Con ordinanza n.21815, pubblicata in data 29 agosto 2019, la Corte, affrontando diversi casi di notificazione diretta da parte dell’agente per la riscossione tramite servizio postale ordinario, ha affermato che per la notifica “ex l.890/92 mediante deposito presso la casa comunale in assenza di persona qualificata alla ricezione (irreperibilità relativa), rileva invece l’effettiva esigenza della ulteriore formalità costituita dalla comunicazione al destinatario dell’avvenuto deposito (c.d. CAD)”.

Con ordinanza n.5077, pubblicata in data 21.02.2019, la Suprema Corte, affrontando esaurientemente il tema della notificazione diretta dell’Agente di Riscossione mediante servizio postale, ha affermato che “In tema di notificazione a mezzo posta, la prova del perfezionamento del procedimento notificatorio nel caso di irreperibilità relativa del destinatario deve avvenire - in base ad un'interpretazione costituzionalmente orientata dell'art. 8 della L. n. 890 del 1982 - attraverso l'esibizione in giudizio dell'avviso di ricevimento della raccomandata contenente la comunicazione di avvenuto deposito (cd. C.A.D.), in quanto solo l'esame di detto avviso consente di verificare che il destinatario abbia avuto effettiva conoscenza del deposito dell'atto presso l'ufficio postale e che ne sia stato pertanto tutelato il diritto di difesa".
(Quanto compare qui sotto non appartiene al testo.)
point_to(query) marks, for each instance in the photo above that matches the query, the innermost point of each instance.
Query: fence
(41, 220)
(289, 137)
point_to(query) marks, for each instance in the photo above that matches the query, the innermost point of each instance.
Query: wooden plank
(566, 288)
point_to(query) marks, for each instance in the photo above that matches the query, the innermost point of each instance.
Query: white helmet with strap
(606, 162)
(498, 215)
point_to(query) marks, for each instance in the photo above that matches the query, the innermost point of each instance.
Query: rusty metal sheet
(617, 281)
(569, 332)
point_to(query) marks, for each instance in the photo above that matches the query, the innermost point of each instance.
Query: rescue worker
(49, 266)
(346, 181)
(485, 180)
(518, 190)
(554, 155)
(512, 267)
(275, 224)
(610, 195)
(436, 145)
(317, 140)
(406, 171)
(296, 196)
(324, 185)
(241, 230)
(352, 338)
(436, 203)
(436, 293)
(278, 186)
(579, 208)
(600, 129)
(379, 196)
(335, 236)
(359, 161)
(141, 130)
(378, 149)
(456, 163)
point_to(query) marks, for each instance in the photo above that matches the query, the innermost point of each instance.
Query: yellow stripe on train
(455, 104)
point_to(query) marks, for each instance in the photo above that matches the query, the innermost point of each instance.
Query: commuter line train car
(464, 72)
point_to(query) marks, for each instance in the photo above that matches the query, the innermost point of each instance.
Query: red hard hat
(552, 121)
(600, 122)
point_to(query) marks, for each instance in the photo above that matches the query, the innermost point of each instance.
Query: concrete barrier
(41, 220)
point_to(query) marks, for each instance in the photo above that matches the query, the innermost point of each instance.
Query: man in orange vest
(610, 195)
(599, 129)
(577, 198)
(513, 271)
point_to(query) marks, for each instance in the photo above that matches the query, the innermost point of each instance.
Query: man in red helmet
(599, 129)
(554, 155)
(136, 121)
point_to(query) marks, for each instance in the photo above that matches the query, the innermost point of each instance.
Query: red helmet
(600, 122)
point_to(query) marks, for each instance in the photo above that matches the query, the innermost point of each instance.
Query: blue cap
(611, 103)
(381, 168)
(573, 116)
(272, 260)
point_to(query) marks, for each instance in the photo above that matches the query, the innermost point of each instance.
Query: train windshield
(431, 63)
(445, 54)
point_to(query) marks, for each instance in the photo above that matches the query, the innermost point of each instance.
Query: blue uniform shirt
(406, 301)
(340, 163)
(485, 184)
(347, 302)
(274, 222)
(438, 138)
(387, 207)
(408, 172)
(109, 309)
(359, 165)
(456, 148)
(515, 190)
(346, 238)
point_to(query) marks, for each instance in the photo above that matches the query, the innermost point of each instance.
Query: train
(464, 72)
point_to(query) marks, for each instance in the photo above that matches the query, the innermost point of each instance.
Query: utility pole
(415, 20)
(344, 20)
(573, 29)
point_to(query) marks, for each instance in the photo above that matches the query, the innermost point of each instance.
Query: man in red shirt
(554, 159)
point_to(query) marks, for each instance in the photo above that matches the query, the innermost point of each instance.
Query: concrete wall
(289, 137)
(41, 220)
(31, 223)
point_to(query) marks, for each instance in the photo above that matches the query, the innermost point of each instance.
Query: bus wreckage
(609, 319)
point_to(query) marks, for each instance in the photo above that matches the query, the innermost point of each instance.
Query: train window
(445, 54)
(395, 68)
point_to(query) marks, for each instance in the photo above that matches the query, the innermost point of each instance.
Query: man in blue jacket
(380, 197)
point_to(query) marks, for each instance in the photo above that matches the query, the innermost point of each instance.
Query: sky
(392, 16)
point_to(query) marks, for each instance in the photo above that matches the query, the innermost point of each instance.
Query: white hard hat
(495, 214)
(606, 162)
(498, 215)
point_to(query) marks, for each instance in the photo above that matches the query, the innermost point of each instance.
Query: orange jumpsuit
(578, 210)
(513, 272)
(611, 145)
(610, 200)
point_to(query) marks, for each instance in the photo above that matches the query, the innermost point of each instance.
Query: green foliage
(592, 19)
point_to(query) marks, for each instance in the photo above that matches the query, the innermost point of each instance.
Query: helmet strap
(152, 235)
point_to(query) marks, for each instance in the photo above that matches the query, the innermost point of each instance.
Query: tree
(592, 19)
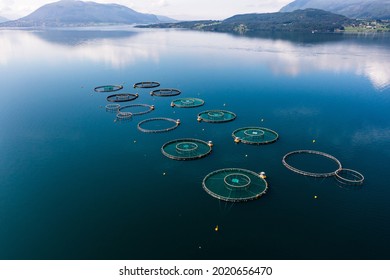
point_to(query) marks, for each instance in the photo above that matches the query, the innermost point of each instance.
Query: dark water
(74, 184)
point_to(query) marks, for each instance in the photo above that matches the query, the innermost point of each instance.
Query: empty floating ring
(175, 122)
(108, 88)
(122, 97)
(255, 135)
(311, 174)
(215, 116)
(146, 85)
(234, 184)
(186, 149)
(149, 109)
(165, 92)
(188, 102)
(349, 176)
(112, 107)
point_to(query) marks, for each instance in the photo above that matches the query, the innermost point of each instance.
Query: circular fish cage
(234, 185)
(349, 177)
(308, 173)
(149, 108)
(186, 149)
(140, 125)
(255, 135)
(187, 102)
(122, 97)
(112, 107)
(108, 88)
(146, 85)
(124, 117)
(216, 116)
(165, 92)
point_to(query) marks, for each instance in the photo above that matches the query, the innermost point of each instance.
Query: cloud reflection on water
(282, 57)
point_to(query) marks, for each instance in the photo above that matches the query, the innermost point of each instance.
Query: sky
(177, 9)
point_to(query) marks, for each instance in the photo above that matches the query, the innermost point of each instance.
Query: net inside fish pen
(186, 149)
(165, 92)
(187, 102)
(234, 184)
(216, 116)
(255, 135)
(133, 109)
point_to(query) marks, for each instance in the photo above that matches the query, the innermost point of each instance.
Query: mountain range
(357, 9)
(78, 13)
(3, 19)
(308, 20)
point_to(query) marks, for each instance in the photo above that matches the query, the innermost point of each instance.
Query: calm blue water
(74, 184)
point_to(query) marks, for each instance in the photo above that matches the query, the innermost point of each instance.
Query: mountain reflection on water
(367, 55)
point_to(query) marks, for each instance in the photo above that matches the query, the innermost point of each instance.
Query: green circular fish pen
(146, 85)
(140, 125)
(122, 97)
(307, 173)
(188, 102)
(255, 135)
(165, 92)
(216, 116)
(149, 108)
(112, 107)
(108, 88)
(186, 149)
(234, 185)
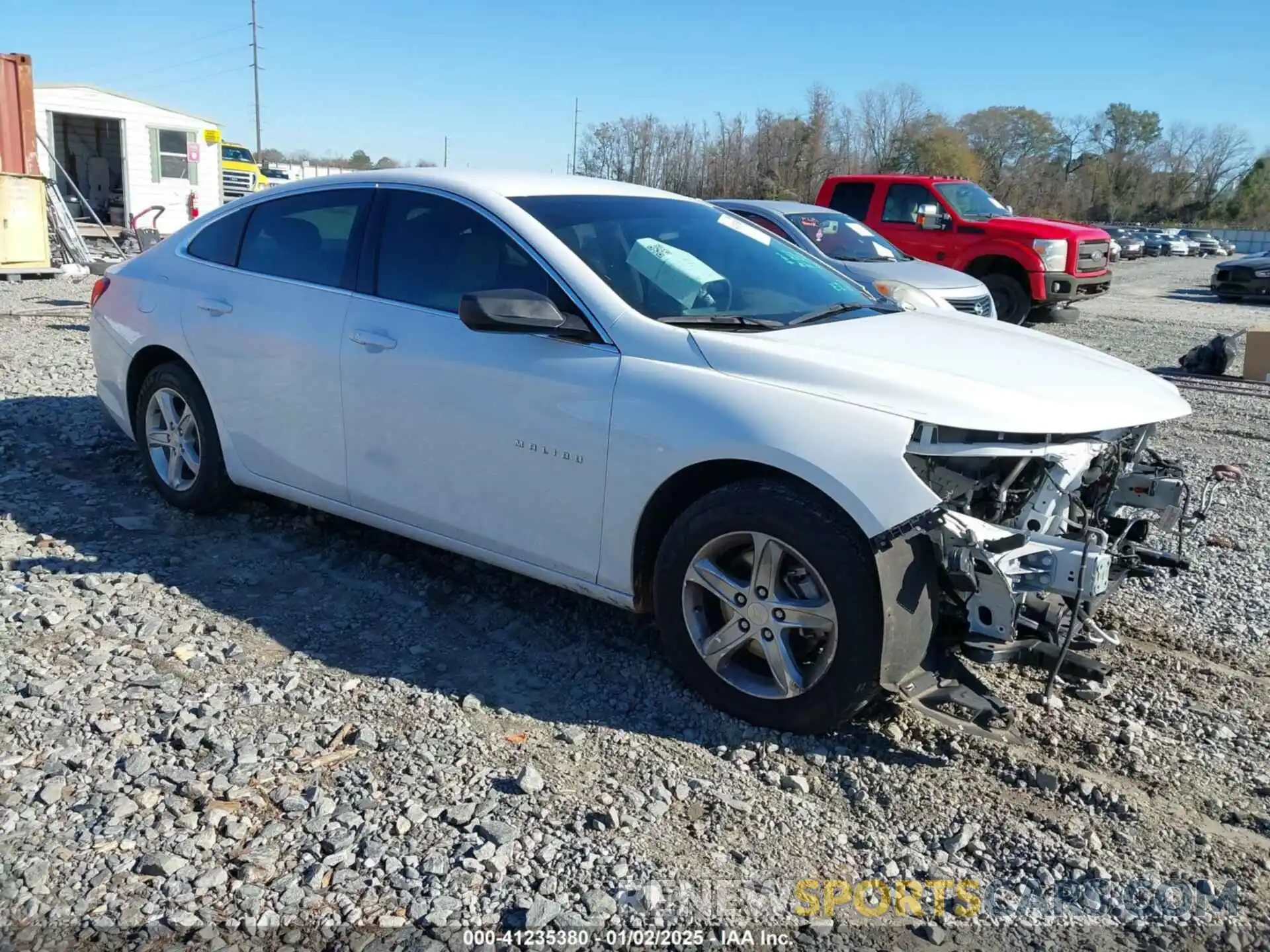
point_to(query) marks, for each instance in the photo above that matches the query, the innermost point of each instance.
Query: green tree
(1250, 205)
(1006, 138)
(930, 146)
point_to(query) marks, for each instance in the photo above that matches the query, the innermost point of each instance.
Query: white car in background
(647, 400)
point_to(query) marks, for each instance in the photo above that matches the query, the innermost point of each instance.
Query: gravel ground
(273, 725)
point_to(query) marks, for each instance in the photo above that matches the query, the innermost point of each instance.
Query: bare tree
(1117, 164)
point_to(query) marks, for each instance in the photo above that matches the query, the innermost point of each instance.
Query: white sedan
(651, 401)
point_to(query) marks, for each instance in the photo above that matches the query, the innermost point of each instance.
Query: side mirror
(509, 311)
(930, 218)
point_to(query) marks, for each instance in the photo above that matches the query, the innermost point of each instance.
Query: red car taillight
(98, 290)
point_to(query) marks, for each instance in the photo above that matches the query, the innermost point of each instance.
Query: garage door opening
(91, 149)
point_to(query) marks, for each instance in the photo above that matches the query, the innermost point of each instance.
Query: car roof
(487, 184)
(775, 207)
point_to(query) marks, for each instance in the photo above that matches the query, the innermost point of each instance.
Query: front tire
(178, 442)
(769, 606)
(1011, 299)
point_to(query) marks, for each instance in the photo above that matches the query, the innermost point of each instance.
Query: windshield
(969, 200)
(843, 238)
(676, 259)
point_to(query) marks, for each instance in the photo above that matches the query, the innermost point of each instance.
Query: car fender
(996, 248)
(853, 455)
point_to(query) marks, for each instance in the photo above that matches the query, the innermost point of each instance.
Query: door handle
(370, 339)
(215, 307)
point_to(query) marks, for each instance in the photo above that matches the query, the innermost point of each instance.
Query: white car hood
(922, 274)
(952, 370)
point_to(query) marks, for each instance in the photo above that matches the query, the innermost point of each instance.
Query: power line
(163, 48)
(237, 48)
(192, 79)
(255, 78)
(573, 164)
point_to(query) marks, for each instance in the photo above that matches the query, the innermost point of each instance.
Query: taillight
(98, 290)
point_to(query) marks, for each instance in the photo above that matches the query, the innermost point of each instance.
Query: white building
(126, 154)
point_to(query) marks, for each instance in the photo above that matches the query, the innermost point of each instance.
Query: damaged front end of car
(1032, 536)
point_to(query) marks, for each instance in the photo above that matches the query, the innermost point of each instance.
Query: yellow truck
(240, 175)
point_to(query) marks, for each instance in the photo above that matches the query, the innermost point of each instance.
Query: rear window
(853, 198)
(313, 237)
(219, 243)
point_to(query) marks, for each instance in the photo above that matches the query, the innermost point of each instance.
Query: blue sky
(499, 78)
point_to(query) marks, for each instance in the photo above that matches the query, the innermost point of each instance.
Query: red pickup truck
(1032, 266)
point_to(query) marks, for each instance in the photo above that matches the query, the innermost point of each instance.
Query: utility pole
(255, 79)
(573, 163)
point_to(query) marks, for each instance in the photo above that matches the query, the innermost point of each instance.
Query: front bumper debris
(1032, 539)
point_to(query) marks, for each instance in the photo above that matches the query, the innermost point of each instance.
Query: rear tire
(1011, 299)
(177, 437)
(840, 574)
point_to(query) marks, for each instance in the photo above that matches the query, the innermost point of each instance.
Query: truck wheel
(769, 606)
(1011, 299)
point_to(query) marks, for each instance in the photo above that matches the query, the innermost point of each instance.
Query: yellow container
(23, 222)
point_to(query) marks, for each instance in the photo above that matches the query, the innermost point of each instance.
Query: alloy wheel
(172, 438)
(760, 615)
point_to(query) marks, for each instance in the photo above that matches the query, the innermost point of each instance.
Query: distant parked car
(865, 257)
(1173, 244)
(1132, 244)
(1244, 278)
(1208, 245)
(1158, 243)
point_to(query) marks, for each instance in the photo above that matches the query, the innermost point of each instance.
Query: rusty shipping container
(17, 116)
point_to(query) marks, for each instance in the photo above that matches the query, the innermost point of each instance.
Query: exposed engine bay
(1034, 532)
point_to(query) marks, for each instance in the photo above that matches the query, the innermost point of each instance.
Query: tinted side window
(220, 240)
(312, 238)
(853, 198)
(433, 251)
(902, 202)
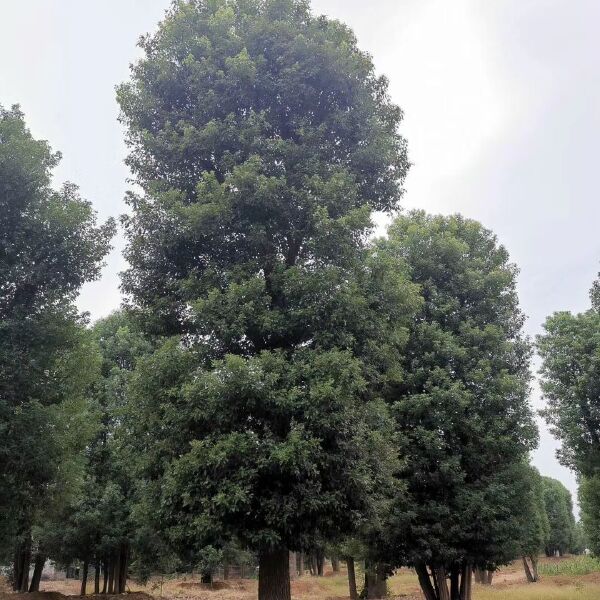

Infine, con provvedimento n.26107, pubblicato in data 15 ottobre 2019, la Corte ha ribadito che: "Nei casi di "irreperibilità cd. relativa" del destinatario, all'esito della sentenza della Corte Cost. 22 novembre 2012, n. 258, va applicato l'art. 140 c.p.c., in virtù del combinato disposto del D.P.R. n. 602 del 1973, art. 26, u.c., e del D.P.R. n. 600 del 1973, art. 60, comma 1, lett. e), sicché è necessario, ai fini del perfezionamento della notifica, che siano effettuati tutti gli adempimenti ivi prescritti, incluso l'inoltro al destinatario e l'effettiva ricezione della raccomandata informativa del deposito dell'atto presso la casa comunale, non essendone sufficiente la sola spedizione."